Lady Makbet wciąż widzi na swych dłoniach ślady krwi pomordowanych, czuje ciągle jej zapach. Tymczasem wojska angielskie nadciągają w okolice lasu Birnam.
Makbet nie poddaje się strachowi, wierzy w przepowiednię, nie boi się angielskiego wojska. Lady Makbet jest już ostatecznie udręczona swoimi wizjami, nawet lekarz nie może jej pomóc.
U stóp zamku Malkolm nakazuje każdemu z żołnierzy uciąć sobie gałąź z drzew birnamskiego lasu i nieść ją przed sobą. Ma to wprowadzić szpiegów w błąd, co do liczebności wojska.
W zamku dunzynańskim umiera królowa. Wartownik przynosi Makbetowi dziwną wieść: kiedy obserwował okolicę z blanków, wydało mu się, że las birnamski idzie ku zamkowi. Makbet wie już, że musi umrzeć, ale chce umrzeć w walce, z mieczem w dłoni.

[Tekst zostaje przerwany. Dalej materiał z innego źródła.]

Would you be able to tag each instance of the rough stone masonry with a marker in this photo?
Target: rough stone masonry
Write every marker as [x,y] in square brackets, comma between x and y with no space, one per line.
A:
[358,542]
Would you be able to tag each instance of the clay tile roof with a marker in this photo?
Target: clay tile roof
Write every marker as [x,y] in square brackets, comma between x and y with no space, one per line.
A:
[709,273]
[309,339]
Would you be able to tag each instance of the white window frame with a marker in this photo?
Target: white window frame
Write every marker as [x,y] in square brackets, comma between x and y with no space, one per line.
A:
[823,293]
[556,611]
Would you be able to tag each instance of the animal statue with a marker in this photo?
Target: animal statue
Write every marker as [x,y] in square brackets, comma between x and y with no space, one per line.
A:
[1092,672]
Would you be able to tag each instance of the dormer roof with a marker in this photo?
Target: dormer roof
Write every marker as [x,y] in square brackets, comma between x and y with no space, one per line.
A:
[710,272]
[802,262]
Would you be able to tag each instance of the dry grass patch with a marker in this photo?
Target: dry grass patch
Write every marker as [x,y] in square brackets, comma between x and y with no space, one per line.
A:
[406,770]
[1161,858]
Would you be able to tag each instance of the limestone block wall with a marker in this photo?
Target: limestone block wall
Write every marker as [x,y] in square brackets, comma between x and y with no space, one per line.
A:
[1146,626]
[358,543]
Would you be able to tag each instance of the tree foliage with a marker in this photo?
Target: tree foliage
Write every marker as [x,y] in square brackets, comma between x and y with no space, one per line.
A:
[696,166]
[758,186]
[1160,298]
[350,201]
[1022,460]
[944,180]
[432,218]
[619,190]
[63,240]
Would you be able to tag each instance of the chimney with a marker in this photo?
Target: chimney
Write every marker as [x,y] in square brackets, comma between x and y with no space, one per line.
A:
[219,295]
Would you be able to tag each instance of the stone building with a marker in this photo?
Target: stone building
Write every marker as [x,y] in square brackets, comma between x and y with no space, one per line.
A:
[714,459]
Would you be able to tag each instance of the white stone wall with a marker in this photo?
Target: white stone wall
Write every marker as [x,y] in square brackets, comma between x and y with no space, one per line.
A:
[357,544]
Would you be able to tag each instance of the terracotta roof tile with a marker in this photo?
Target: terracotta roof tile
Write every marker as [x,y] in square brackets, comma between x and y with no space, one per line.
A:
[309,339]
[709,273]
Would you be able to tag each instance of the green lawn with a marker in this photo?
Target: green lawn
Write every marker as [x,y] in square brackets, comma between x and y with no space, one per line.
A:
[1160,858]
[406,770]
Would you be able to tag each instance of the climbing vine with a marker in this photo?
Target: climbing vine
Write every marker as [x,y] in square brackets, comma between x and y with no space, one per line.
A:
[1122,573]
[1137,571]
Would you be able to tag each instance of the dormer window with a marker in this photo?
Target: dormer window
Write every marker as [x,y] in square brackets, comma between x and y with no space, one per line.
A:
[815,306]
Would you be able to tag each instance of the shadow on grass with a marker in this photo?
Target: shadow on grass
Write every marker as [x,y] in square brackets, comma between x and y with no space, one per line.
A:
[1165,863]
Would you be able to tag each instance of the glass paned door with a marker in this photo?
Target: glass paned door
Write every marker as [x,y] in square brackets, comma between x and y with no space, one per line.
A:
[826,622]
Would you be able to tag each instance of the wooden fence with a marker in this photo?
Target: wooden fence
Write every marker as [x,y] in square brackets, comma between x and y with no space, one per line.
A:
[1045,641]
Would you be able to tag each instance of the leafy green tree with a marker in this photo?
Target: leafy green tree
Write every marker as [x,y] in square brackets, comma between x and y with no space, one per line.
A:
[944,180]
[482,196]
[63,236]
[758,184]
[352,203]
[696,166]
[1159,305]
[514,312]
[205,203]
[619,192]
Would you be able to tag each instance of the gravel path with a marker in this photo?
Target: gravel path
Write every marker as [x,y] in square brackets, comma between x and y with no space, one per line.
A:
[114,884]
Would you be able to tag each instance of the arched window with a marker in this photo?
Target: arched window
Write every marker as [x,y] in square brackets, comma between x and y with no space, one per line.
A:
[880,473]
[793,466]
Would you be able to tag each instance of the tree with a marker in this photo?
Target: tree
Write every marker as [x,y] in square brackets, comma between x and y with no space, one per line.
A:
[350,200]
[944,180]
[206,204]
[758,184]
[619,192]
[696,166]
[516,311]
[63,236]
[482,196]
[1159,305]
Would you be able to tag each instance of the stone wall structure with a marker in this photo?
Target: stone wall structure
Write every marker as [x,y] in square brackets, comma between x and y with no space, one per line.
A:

Pod zamkiem Makbet spotyka się w pojedynku z Makdufem. Walczy odważnie aż do chwili, w której przeciwnik informuje go, że matka nie urodziła go w sposób naturalny. Wtedy Makbet rozumie, że musi zginąć. Makduf zwycięża króla i przynosi jego głowę, zatkniętą na włóczni, Malkolmowi. Teraz on jest nowym i prawowitym władcą Szkocji.